Le maître à penser du parti accusait Tahirou Barry de beaucoup de choses: «Présidence catastrophique sur les plans administratif et financier, une gestion opaque des fonds du parti, par l’absence de communication, une tentative de mise en retraite politique du fondateur»«Au total, la présidence de Tahirou Barry a été une catastrophe due à sa soif boulimique du pouvoir, à sa nature double (un volcan couvert de neige!) et à son penchant psychopathe pour le mensonge et la ruse», avait tancé le fondateur.

Le fondateur s’était donc arrogé le droit de «mettre de l’ordre» dans la famille.

C’est ainsi que Tahirou Barry a été destitué à la tête du Parti de la renaissance nationale (PAREN) à l’issue du 4e congrès du parti qui s’est achevé le 30 juillet 2017 à Ouagadougou.
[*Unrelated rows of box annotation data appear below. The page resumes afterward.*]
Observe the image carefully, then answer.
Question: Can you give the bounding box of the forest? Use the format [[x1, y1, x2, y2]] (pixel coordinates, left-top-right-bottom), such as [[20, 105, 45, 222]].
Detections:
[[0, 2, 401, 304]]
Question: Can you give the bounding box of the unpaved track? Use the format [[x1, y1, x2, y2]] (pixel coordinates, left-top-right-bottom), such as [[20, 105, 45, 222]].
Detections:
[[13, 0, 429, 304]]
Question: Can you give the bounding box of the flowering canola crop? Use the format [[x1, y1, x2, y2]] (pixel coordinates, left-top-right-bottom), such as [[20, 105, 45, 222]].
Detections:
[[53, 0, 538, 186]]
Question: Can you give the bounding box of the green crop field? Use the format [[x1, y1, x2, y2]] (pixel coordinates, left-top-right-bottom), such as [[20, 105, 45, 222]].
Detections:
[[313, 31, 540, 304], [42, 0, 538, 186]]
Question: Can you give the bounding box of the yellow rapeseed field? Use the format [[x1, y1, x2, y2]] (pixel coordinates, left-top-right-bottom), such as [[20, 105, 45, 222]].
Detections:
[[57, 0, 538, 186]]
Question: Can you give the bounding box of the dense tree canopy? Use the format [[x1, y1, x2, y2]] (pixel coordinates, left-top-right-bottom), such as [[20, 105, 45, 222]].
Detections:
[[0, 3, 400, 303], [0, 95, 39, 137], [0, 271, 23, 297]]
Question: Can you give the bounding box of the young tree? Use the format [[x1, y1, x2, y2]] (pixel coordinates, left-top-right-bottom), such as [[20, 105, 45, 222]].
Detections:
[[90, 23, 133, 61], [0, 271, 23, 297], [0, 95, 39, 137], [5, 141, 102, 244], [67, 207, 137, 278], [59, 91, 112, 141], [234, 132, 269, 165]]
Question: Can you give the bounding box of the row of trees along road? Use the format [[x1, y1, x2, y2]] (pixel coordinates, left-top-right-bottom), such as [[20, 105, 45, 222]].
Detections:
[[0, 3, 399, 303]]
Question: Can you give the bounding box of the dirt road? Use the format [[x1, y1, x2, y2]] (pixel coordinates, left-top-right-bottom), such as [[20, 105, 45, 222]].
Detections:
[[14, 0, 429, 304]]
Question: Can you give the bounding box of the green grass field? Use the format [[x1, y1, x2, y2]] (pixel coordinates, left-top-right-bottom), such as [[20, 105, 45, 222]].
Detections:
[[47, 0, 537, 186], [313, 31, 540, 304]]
Il a été exclu du parti pour indiscipline, de même que 3 autres personnes. Le nouveau bureau du PAREN, de 33 membres, est dirigé par Pouswendé Michel Béré, titulaire d’un master en ingénierie génie logiciel.

Une machination?

A l’ouverture des travaux du congrès, des militants visiblement acquis à la cause du Tahirou Barry avaient crié au complot, avant de claquer la porte, sous la conduite des éléments de la Compagnie républicaine de sécurité (CRS), dépêchés sur le lieu de la rencontre. Ce qui veut dire que la réconciliation interne n’a jamais eu lieu. Les querelles et les dissensions au sein du PAREN ont continué. Le malaise et le climat délétère au sein du parti ont persisté. Et les antagonismes aigus ont créé deux camps: d’un côté, le fondateur et ses alliés et de l’autre l’ex-président Barry et ses partisans. Les exclusions ont même empiré la situation.

C’est dans ce contexte qu’une liste d’une trentaine de démissionnaires du PAREN a été rendue publique sur les réseaux sociaux, donnant l’impression d’une saignée historique.

Mais Zakaria Bayoulou, lui-même faisant partie de la liste de ceux qui auraient claqué la porte, nous a dit au téléphone être très surpris de sa propre démission.

Il explique cette manœuvre par le fait que la liste des soi-disant démissionnaires est en fait les anciens membres du bureau que dirigeait M. Barry. Il ne s’agit donc pas de démissions, mais de montage interne orchestré par des adversaires politiques pour déstabiliser le PAREN.

Une machination qui sera sans doute dénoncée les jours à venir par les premiers responsables du parti.

Des démissions qui s’avèrent finalement être un Fake-news, une fausse information, dont les réseaux sociaux raffolent au Faso. Comme quoi, la source de l’information reste sacrée et les commentaires libres.